On Dec 5, 2010, at 9:26 PM, Adrian Crum wrote:

> --- On Sun, 12/5/10, Adam Heath <doo...@brainfood.com> wrote:
>> Again, why are people pushing back on this?  It hurts
>> no one, and
>> could find cases where caching actually would help. 
>> Really, what is
>> the harm?
> 
> I can only speak for myself. I push back on entity caching stuff because I 
> feel it is redundant. Database systems cache data. Those database systems run 
> on top of operating systems that cache data. It seems to me that it's 
> redundant to cache data entity data at the application level. I'm not an 
> expert on the subject, I'm just suggesting that caching optimization should 
> be done at a lower level. Entity caching seems to me to be a form of 
> premature optimization.

There is a lot of value of caching on the app server for frequently used or 
performance sensitive data where stale data isn't such a concern.

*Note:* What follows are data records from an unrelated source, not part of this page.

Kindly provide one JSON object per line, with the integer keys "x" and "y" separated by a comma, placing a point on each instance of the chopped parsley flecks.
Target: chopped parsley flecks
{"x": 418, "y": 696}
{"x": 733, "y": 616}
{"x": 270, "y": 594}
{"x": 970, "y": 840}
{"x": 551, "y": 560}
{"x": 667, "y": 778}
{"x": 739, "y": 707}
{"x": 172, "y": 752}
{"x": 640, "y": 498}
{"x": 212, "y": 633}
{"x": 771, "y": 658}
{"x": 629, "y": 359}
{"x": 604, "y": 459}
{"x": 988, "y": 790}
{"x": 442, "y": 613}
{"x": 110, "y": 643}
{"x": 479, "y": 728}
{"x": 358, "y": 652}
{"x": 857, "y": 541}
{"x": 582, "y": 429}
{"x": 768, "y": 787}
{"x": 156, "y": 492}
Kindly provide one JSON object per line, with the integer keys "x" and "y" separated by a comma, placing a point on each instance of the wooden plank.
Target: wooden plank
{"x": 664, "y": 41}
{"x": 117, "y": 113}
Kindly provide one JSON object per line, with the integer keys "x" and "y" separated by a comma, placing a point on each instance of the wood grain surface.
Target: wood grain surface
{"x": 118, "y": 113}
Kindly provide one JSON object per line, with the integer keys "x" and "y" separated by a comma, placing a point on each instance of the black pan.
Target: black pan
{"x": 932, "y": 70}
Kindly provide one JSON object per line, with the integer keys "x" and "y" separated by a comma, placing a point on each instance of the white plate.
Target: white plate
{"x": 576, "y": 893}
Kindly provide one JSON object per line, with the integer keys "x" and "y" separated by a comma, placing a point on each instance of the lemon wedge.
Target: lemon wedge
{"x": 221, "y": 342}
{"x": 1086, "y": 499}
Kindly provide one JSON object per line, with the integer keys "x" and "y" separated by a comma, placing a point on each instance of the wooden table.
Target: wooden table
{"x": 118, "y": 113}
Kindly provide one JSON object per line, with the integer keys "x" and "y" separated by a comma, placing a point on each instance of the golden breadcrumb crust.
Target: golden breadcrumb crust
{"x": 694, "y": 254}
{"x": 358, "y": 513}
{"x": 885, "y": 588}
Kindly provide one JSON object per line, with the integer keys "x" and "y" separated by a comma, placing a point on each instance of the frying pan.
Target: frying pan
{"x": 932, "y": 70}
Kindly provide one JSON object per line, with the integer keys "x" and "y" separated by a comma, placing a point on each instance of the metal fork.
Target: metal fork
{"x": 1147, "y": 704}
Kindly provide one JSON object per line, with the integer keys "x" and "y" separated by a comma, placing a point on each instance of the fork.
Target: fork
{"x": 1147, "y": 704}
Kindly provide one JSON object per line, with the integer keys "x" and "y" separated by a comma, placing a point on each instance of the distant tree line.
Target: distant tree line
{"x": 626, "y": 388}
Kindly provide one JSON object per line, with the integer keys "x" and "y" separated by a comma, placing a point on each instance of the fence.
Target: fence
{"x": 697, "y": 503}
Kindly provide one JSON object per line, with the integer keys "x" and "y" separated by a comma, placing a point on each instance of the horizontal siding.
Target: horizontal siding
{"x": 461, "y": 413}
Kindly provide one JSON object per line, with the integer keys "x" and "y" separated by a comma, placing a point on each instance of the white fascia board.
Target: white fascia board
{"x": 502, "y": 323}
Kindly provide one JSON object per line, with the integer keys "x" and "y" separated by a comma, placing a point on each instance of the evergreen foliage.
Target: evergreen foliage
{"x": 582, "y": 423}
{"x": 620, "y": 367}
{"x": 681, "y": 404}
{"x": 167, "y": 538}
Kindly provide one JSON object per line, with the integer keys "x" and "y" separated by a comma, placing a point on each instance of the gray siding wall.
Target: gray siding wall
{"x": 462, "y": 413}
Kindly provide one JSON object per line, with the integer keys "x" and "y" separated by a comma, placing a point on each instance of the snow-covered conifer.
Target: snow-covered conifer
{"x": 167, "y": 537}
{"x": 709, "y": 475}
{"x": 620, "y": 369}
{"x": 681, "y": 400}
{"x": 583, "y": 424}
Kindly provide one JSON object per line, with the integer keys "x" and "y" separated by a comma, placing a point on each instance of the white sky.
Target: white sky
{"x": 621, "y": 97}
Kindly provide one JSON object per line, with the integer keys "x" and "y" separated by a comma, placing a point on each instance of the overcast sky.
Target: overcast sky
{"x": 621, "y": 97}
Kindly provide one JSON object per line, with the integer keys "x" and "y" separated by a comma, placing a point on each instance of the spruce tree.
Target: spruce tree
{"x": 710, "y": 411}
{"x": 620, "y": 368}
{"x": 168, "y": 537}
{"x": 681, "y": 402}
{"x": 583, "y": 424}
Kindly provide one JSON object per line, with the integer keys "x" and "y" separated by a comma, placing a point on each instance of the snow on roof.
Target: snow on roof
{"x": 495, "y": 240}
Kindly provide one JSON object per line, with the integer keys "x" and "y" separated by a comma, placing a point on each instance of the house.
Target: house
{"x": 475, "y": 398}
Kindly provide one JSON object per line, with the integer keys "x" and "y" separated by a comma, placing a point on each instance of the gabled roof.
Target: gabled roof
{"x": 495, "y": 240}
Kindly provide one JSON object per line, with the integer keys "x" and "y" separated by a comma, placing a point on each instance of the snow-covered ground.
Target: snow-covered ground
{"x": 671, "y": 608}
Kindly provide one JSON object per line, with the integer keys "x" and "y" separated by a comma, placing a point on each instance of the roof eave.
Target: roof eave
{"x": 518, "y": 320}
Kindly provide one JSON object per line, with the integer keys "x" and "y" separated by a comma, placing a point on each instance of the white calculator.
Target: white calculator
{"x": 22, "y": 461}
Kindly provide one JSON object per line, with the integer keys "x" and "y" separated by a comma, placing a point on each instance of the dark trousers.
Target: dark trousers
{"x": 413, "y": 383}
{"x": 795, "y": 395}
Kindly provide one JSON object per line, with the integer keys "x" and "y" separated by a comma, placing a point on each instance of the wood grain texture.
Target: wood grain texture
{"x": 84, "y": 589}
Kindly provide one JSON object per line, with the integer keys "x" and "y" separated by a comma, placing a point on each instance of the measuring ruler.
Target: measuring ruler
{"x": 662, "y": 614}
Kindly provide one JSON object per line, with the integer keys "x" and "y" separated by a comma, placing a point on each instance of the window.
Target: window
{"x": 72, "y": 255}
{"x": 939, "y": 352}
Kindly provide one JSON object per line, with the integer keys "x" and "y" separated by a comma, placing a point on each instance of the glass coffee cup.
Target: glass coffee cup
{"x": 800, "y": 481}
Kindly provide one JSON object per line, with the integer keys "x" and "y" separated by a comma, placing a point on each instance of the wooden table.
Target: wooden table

For most caches the whole point of the cache is to keep the data as close to 
where it is used as possible so that it is cheaper/faster to get. For example 
caches built into hard disks don't make much sense from that perspective. 
However, really caches built into hard disks serve a different purpose such as 
read-ahead buffering and such as opposed to caching data that has already been 
read just in case it is read again (which operating systems do for certain 
things, databases for other things, and app servers for others, as they 
should... and hard disk caches shouldn't).